Trade credit is a business-to-business agreement allowing customers to purchase goods from a supplier without paying cash. It typically gives them between 30 and 60 days to pay but it can also be extended to 90 days.
It is a type of commercial financing that allows customers to purchase goods or services and pay the supplier at a later scheduled date, interest-free.
How trade credit works
Trade credit can give buyers an advantage over other forms of financing. It can also allow them to negotiate longer repayment terms. Sellers usually have specific requirements buyers must meet to qualify for trade credit.
Through trade credit, a buyer can receive goods and services before paying for them, which provides them with a revenue stream that can be used to cover the costs of sales. Trade credit can also be used to fund short-term growth. Since it is a type of credit that does not involve interest charges, it can be an effective way to encourage sales. Due to the disadvantages of trade credit, many suppliers offer discounts to encourage early payment. For instance, the supplier may offer a 2 percent discount if a customer pays within 10 days of receiving credit, while the full invoiced amount is due in 30 days with no discount. This is known as 2/10 net 30.
Accounting complexity on trade credit
The buyers and sellers using trade credit are required to account for such transactions because public companies normally use accrual accounting. This type of accounting requires a company to recognise expenses and revenues at the time of the transactions. Trade credit invoicing is another commonly used accounting type, which adds complexity to accrual accounting. This method requires companies to book the expenses and revenue associated with the transactions. Since they do not receive cash immediately following the transaction, they have to account for these assets as accounts receivable.
There is also a possibility of default when it comes to trade credit. With discounts, the company may receive less than it should due to the nature of the agreement. These write-offs are typically required to cover the expenses associated with the transactions.
Who uses trade credit?
Small and medium enterprises usually prefer trade credit due to its flexibility and ability to give them a financial boost without having to go through the laborious process of securing financing. In addition, many financial technology firms now offer point-of-sale financing options to help companies avoid trade credit risks. These types of partnerships allow buyers and sellers to benefit from the lower interest rate on these types of loans.

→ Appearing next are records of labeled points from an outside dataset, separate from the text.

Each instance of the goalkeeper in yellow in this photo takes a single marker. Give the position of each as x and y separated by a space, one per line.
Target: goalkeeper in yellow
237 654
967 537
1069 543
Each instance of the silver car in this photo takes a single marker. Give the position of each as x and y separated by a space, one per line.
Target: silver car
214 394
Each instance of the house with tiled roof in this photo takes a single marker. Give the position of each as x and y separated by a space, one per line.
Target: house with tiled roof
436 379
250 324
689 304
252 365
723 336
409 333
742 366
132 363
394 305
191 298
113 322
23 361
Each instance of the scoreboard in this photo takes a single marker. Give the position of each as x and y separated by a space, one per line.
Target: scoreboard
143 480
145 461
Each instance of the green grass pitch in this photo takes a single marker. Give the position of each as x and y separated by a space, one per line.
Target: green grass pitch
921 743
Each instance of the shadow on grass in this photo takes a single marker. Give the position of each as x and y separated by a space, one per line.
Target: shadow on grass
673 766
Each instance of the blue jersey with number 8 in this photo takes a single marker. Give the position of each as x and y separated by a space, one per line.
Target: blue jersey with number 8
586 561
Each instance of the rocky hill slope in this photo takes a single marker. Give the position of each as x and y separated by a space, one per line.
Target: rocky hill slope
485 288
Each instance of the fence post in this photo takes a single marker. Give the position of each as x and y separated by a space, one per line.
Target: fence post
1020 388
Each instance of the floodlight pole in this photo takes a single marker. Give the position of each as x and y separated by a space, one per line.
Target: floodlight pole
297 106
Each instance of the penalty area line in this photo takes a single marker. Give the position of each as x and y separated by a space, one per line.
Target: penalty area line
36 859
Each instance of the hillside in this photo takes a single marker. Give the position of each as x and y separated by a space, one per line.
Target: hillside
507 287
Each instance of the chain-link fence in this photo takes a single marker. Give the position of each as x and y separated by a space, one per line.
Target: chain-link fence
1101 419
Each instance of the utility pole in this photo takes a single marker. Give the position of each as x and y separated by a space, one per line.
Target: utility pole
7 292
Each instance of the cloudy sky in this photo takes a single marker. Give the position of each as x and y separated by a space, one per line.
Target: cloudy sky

The nature of trade credit has also led to the development of new financing solutions for sellers. One of these is accounts receivable financing, a type of loan that allows companies to receive capital from their trade credit balances. According to the World Trade Organization, around 80 to 90 percent of global trade is carried out through trade finance. This is why various innovations must be brought to bear in the field of trade credit. One of these is the development of trade credit insurance.
A study by the US Federal Reserve showed that trade credit is becoming more prevalent among small businesses. Around 9 percent of companies were using it as a financing tool as of 2022. Around 60 percent of companies use informal or formal systems for financing their operations, making it the second-most common type of small-business financing after traditional financial institutions. Over 43 percent of all business-to-business transactions rely on trade credit.
Almost every industry has a system allowing businesses to use trade credit or net payment terms. These types of agreements are commonly used in transactions involving multiple services, including cleaning, creative, accounting, landscaping, clothing, and construction.
How to use trade credit for small businesses
Small businesses can benefit from trade credit by spreading their payments and avoiding potential financial shortfalls. In a perfect situation, a company can purchase goods on net terms and sell them quickly to prevent potential shortages. This eliminates the need to spend money on procurement and allows them to increase their sales. One of the most important factors businesses must consider when using trade credit is ensuring that their orders are placed precisely when needed. This allows them to take advantage of the early-payment discount.
Another important factor businesses must consider when using trade credit is ensuring that they do not over-order supplies. Having sufficient cash reserves is also essential when using trade credit. This will allow buyers to easily settle their debts when business is slow.
Conclusion
For buyers, trade credit can be a great alternative to traditional financing. It allows companies to acquire goods or services without immediately paying for them or recognising these expenses.
Unlike other types of financing, trade credit does not require a company to pay until the end of the repayment period. It also eliminates the need for the company to pay interest. Moreover, it allows companies to improve their cash flows by not having to recognise expenses and revenue at the time of the transactions.